Why it works: Once you’ve spent the billions on GPUs and infrastructure, your per-query or per-user cost is much lower than any startup that hasn’t. For example, a recent wave of AI startups like Exa are deliberately creating scale economies via infrastructure. Exa built a massive web crawling system (a multi-million dollar investment) to serve search results to AI agents. One crawl of the web can serve all Exa’s customers, spreading the cost far thinner than if competitors crawled separately. Exa exemplifies how AI startups can build scale economies through infrastructure investments that create cost advantages and barriers to entry. A new entrant would have to pour comparable resources into crawling and indexing before serving any clients. Similarly, on the model side, firms like OpenAI and Google have a scale moat: they spent huge sums pre-training their LLMs, so they can now serve inferences at a tiny incremental cost. This massive upfront capital creates a bar that only a few can cross.

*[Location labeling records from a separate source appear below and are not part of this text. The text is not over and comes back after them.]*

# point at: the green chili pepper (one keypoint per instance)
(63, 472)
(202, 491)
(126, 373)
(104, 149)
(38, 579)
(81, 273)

Each of these moats: process power, cornered resources, switching costs, counterpositioning, brand, network effects, and scale economies, offers a different route to defensibility. In reality, AI founders often start by racing on speed and execution, then layer in these powers as they grow. But for long-term value, building one or more of these moats is key to preventing your AI startup from being commoditized.